Can anyone explain dividing polynomials? Pleeaasseee :(

Answer 1

The long way or using synthetic division?

Answer 2

Ummm well what's that? :/

Answer 3

is there a certain way that you HAVE to know how to use? Or are you just wanting to divide and get the job done? I can teach you either way

Answer 4

Whichever would be the quickest and easiest way.

Answer 5

The easy way or the more difficult way?

Answer 6

Ok, then synthetic is definitely the way to go. Do you have a polynomial you are wanting to divide by another polynomial, or something? Depending upon what your divisor is, you may not be able to use synthetic. Show me what you need to divide out.

Answer 7

Okay so I guess we'll just start with an easy one and go from there, what if we had
(12a^5b^3)/(8ab^2)

Answer 8

Do you mean this:

Answer 9

\[\frac{ 12a ^{5}b ^{3} }{ 8ab ^{2} }\]

Answer 10

Yeah :)

Answer 11

Ok, you don't need synthetic here because you are not dividing a polynomial by a binomial. this is a case of pure simplification.

Answer 12

Okay

Answer 13

First reduce between the 12 and the 8. 8 doesn't go into 12 evenly, but they are both even numbers so they can be divided by 2 down til they can't be reduced any further. 12 reduces to 6 which reduces to 3 which cannot be reduced any further. 8 can be reduced to 4 which can be reduced to 2 which cannot be reduced any further, so the numbers part looks like this now:

Answer 14

\[\frac{ 3a ^{5}b ^{3} }{ 2ab ^{2} }\]

Answer 15

Right!

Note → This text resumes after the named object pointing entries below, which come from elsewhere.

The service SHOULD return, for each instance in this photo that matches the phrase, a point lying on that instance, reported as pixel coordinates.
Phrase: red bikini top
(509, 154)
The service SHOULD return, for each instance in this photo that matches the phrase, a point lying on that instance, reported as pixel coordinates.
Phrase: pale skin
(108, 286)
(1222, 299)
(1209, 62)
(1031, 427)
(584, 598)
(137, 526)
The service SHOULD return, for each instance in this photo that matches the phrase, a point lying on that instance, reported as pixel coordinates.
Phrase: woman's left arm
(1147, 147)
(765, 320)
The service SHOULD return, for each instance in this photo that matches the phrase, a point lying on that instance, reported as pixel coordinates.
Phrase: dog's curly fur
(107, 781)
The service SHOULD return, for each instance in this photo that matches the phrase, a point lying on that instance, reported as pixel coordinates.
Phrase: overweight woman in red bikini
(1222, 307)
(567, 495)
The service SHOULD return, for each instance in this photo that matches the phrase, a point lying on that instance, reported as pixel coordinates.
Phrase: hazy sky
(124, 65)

So first simplify everything, gotcha.

Answer 16

Then reduce between the a on the top and the a on the bottom. There is one on the bottom of the fraction, so that one would cancel out and take 1 in the top with it when it goes. So now you have:\[\frac{ 3a ^{4} b ^{3}}{ 2b ^{2} }\]

Answer 17

Now reduce between the b on the top and the b on the bottom. You have a b squared on the bottom and a b cubed on the top. The basic rule for exponents is that you subtract the power of b in the bottom from the power of b on the top, like this:

Answer 18

\[b ^{3}-b ^{2}=b ^{3-2}=b ^{1}=b\]

Answer 19

So now the b's in the bottom are gone and you have one left on top. So that whole thing reduces to \[\frac{ 3a ^{4} b}{ 2 }\]

Answer 20

That's more simplification than division.

Answer 21

and it can't be simplified further, so we're done?

Answer 22

Yes, that's correct @LearningIsAwesome

Answer 23

So then if instead we had, let's say, \[12b^2/3b\]

Answer 24

Same old, same old..

\(\dfrac{12b^2}{3b}\)

Answer 25

First we divide the numbers, so it's \[4b^2/b\]

Answer 26

then the variable, making it 4b, because of the understood exponent of 1?

Answer 27

3 can get into 12..so we have:

\(\dfrac{4b^2}{b}\)

Now for the variables:

\(b^2 - b^1 \rightarrow b^{2-1} \rightarrow b^1 \rightarrow b\)

Answer 28

Yes, you got it.

Answer 29

Which leaves us with..?

Answer 30

4b

Answer 31

Yes. :)

Answer 32

Awesome! So, what would be the next step in learning how to divide any polynomials? @iGreen What would be something just a little more complicated?

Answer 33

Dividing a trinomial by a binomial is a long ..

Answer 34

Can you give an example? I can make another question for ya and tag you on it so you can get all them medals haha

Answer 35

Okay, sure.